Despite that, the WHO Africa regional office and the Africa CDC have said they expect another wave of infections to sweep the continent in the coming month. That could begin as soon as late April, based on the pattern the virus has established since the pandemic began more than two years ago.

“COVID-19 will be with us for the long term,” said Dr. Matshidiso Moeti, director of the WHO Africa regional office. “Consistent implementation of a broad range of strategies is what will ultimately reduce the spread of the virus.”

Nine countries are still experiencing a fifth wave of infections. The rapidly spreading BA.2 strain of omicron has appeared in 15 African countries.

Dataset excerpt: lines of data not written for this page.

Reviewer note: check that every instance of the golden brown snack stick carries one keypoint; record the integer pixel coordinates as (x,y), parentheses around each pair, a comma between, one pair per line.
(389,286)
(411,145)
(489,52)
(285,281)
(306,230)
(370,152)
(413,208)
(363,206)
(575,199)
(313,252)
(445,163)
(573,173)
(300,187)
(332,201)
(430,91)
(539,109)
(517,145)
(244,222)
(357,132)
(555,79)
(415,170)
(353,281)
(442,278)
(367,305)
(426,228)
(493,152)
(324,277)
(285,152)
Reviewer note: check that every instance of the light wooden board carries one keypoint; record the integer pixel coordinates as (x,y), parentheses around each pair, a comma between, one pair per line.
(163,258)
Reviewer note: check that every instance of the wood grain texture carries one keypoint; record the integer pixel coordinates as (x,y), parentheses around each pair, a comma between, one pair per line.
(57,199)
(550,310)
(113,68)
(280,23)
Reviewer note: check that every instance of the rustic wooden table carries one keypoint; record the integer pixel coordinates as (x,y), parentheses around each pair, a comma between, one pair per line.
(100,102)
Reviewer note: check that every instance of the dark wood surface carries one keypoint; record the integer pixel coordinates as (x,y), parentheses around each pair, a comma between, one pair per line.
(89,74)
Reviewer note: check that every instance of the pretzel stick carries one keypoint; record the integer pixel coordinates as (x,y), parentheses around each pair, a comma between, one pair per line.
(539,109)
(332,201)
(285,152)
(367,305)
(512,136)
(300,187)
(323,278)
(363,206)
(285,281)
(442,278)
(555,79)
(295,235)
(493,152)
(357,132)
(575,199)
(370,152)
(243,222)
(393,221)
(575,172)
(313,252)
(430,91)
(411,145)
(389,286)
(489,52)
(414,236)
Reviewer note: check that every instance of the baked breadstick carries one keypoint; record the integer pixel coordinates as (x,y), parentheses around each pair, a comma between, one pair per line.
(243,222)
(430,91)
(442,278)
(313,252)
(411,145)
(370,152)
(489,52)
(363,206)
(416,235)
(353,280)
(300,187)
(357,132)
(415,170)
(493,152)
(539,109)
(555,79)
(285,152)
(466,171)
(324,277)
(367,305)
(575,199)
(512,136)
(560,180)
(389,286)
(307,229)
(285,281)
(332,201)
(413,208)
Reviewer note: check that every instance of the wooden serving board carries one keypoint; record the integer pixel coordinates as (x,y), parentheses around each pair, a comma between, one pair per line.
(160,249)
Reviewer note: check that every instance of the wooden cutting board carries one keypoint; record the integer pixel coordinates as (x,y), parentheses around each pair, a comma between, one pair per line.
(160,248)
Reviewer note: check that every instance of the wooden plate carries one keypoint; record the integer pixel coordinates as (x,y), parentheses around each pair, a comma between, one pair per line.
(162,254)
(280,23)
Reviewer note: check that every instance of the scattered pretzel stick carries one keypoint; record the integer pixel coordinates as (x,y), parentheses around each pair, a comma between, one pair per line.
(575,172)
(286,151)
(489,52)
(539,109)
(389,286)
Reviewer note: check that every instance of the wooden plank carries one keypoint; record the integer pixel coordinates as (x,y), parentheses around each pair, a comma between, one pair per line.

“We are not yet out of the woods, for sure,” Africa CDC Director Dr. John Nkengasong said recently. “Let’s not be deluded that because we’ve seen a low transmission season, which we must celebrate, that we think the pandemic is over.”

Testing and sequencing remain crucial to keep COVID-19 in check while countries lift restrictions and recover from the economic damage it has caused.

However, testing has dropped significantly as infections have waned, falling 26% in mid-March, according to the Africa CDC. WHO Africa reports that the number of countries conducting comprehensive COVID-19 surveillance had dropped from 23 in March 2020 to 13 in March 2022.

“At any moment, you can see a rebound of the virus,” Nkengasong said. “It only takes one or two cases to restart an infection cycle.”

Nkengasong said the Regional Integrated Surveillance and Laboratory Network in West Africa will improve the continent’s ability to track changes in the virus and alert nations to potentially harmful new variants. Through the network, the Africa CDC will coordinate the work of laboratories in Côte d’Ivoire, The Gambia, Ghana, Nigeria and Senegal.

Nkengasong said governments are doing the right thing by reducing restrictions, but he urges people to take responsibility for their own safety based on their situation.

In open spaces, such as on the street, the risk of COVID-19 transmission is low and precautions such as masks are less important, he said. In enclosed spaces, more caution is warranted.

“It makes public health sense that when you’re in a tight space, you make sure that you put on your mask,” he added.